The exhibition and workshops “Climate and Actions” at the Anacostia Arts Center resulted in some truly magical connections between disparate worlds. I lead seven workshops at the Anacostia Arts Center, with a total of 86 participants. Several women from a nearby women’s shelter are regulars in the Anacostia Arts Center and one day a woman decided to join my workshop. Since her name is confidential, I will call her Alice.

It was on a Thursday morning and there were only two other participants that day, so Alice and I spoke one-on-one for quite a long time. The workshop involves an audio visual component where I share stories about the women from my ancestral village in Bangladesh and the impact of climate change in that community. Alice seemed very engaged by the presentation and then really enjoyed learning the woodblock printing process. She told me that it brought back childhood memories of linoleum block printing in school art classes. She confided in me that she lives in a women’s shelter and is a domestic violence survivor. I shared that I have done advocacy work with domestic violence survivors and that some of my art is about violence against women. She then asked whether she could bring some of her friends from the shelter to do a workshop and see the show. I told her that they would be most welcome and that I could even do a special session for them.
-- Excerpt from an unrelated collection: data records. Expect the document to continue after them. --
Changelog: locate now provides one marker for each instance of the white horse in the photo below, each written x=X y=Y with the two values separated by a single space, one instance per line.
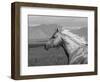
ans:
x=74 y=46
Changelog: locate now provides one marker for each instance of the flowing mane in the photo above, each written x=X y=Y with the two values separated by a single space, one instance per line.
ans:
x=79 y=40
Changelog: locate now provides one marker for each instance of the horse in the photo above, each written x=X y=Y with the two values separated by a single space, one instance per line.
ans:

The next morning I received a call from Elaine Johnson, the Education Coordinator at Calvary Women’s Services, a shelter in Anacostia. She told me that Alice had spoken to her enthusiastically about my workshop and had requested that the shelter schedule a special trip for the women residents. Because the women’s current location is confidential, I agreed to create a special closed workshop just for the Calvary women. I sent a link to the “Her Words: Storytelling with Saris” film that I made with filmmaker Nandita Ahmed, so that the women could watch it together in the shelter’s theatre before coming to the workshop.
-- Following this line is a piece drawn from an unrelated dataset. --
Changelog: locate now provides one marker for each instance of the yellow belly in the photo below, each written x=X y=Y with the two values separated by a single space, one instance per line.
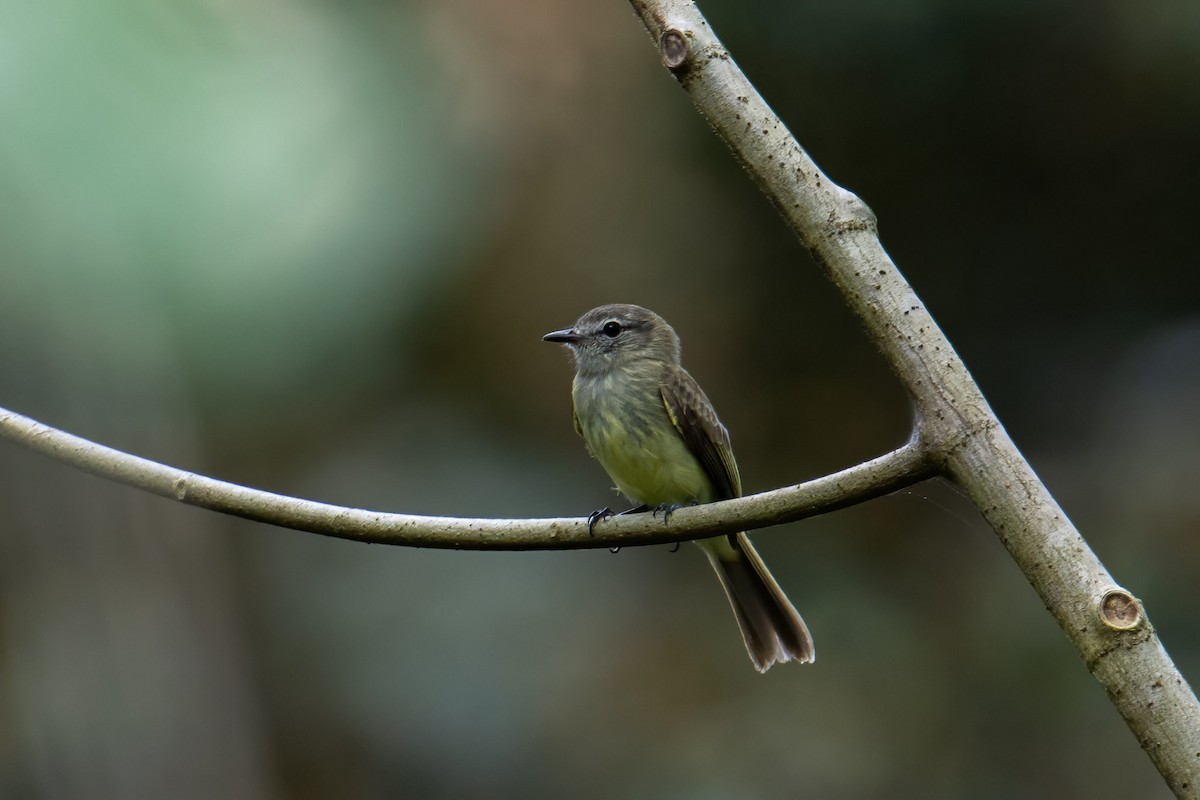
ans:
x=645 y=455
On May 29 afternoon, we had a workshop for approximately 24 women from the Calvary Women’s Services shelter. Artist Amy Hughes Braden was luckily available to assist me that day, as it was one of the largest workshops I’ve organized. The Anacostia women had all seen the movie and were full of questions about the women from Bangladesh. They were excited to see the actual woodblocks and identify the corresponding matching prints on the saris hanging in the gallery. Because of safety concerns, I was not allowed to take any photographs of the women, but I did capture an image of the sari that we completed that day. The women from the shelter were touched that the sari they were printing would be worn by one of the women from Katakhali that they had seen in the film.
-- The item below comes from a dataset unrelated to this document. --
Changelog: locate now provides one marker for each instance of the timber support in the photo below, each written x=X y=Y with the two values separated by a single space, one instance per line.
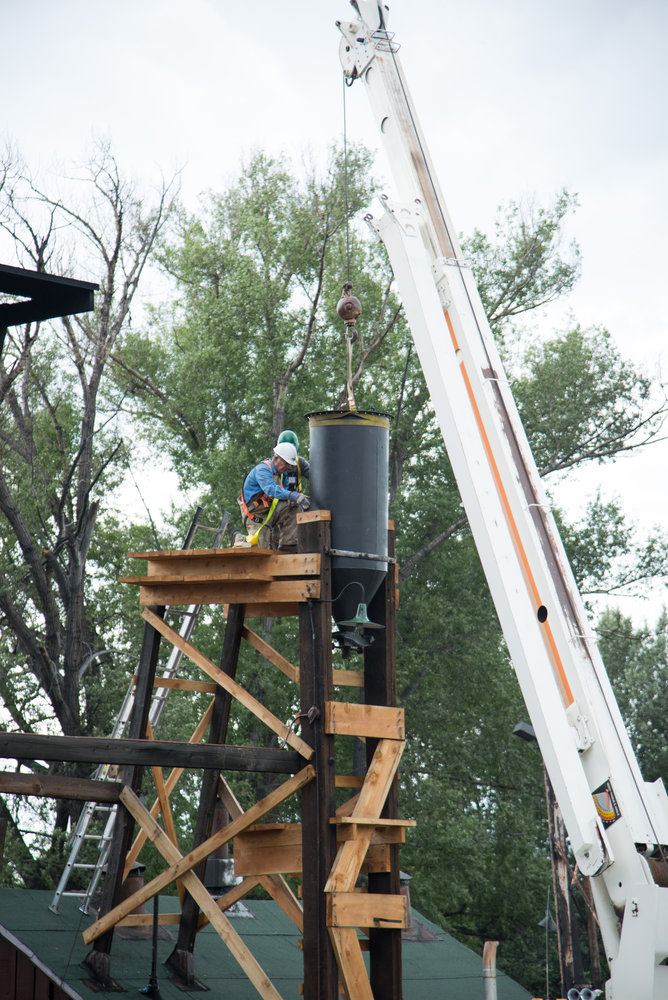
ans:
x=350 y=825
Although the size of the group made it difficult to have a lot of individual conversations, I did sit in a circle with several women to talk about climate change. They were amazed to hear about the Katakhali women who taught me about solar power and knew that in three years her investment in solar panels would pay for themselves. One woman expressed natural surprise at the global reach of climate change, asking “How is it possible that what we do in this country can affect people as far away as Bangladesh?” Another woman spoke about how much energy is wasted by office buildings and government agencies, remarking: “The Department of Commerce has a monthly electricity bill of $35,000 because they NEVER turn off the lights! That is a crime.”

Currently the women are in transitional housing and have limited means, so their impact on climate change is not great. However, almost all the women still made pledges on the saris to reduce their carbon footprint, promising to “Walk more” and “take the time to turn out the lights.”

The women were a diverse group, with different life experiences . They were mostly African-American but several of other backgrounds and some from outside the DC area. I was truly moved to speak with them and work together on the sari, connecting directly with women on the other side of the globe who are also fighting gender discrimination and poverty.